Opened 14 years ago
Last modified 13 years ago
#664 new feature
Apache Tika for document Conversion
Reported by: | kjdon | Owned by: | nobody |
---|---|---|---|
Priority: | moderate | Milestone: | Possible 2.88 Release |
Component: | Collection Building: Plugins | Severity: | major |
Keywords: | Cc: |
Description
We have talked about using Open Office to do document conversion. Doug Carter suggested Apache Tika as an alternative:
*
I had a lot of trouble messing with the Open Office for conversion, but found a better solution using Apache Tika:
I put a shell wrapper around a java command line and created a ooxmltohtml.pl script that handles nearly all of the Office 2007 document formats. I hacked gsConvert.pl to include the new doc types, and a single new plugin OOXMLPlug to handle the importing.

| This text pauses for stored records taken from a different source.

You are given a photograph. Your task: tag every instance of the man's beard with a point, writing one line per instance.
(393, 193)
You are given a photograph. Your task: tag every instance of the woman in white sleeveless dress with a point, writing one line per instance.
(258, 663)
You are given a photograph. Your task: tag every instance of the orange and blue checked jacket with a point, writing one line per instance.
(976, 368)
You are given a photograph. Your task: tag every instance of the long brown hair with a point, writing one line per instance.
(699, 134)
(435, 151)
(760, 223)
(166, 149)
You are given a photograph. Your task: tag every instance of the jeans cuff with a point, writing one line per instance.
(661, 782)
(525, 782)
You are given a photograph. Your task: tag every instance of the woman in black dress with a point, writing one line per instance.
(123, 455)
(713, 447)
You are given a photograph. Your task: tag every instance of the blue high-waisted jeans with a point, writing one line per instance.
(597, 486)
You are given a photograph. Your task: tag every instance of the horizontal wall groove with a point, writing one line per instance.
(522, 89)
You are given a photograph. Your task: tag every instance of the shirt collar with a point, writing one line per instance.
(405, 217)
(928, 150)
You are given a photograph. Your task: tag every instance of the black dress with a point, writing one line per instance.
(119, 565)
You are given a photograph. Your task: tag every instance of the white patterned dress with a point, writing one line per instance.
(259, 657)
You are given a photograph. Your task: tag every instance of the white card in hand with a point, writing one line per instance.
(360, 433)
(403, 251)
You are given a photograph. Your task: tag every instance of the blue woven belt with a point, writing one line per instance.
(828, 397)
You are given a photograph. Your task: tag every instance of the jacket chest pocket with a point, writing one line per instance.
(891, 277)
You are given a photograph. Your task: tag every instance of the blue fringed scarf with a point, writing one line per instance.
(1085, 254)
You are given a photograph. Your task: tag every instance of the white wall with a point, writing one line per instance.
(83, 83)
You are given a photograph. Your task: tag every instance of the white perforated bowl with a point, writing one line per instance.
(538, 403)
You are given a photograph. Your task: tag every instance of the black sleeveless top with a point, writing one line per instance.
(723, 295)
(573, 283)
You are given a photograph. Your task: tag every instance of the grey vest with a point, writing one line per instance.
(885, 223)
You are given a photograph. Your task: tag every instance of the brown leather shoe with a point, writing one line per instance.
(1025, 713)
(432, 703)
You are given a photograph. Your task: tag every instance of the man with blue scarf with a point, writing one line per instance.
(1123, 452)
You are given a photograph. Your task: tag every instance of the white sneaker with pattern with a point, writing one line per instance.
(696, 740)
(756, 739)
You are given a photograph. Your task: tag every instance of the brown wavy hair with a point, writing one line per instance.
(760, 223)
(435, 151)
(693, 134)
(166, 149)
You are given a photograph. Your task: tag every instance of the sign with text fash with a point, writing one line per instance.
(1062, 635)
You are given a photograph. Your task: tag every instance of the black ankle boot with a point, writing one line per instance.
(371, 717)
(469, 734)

It works great, but performance is bit of an issue. If the performance problem was addressed, you could probably dump nearly all of the proprietary document converters.
*
see also #426
Change History (3)
comment:1 by , 14 years ago
Milestone: | Collection building wishlist → 2.84 Release |
---|
comment:2 by , 14 years ago
Milestone: | 2.84 Release → 2.85 Release |
---|
comment:3 by , 13 years ago
Milestone: | 2.85 Release → 2.86 Release |
---|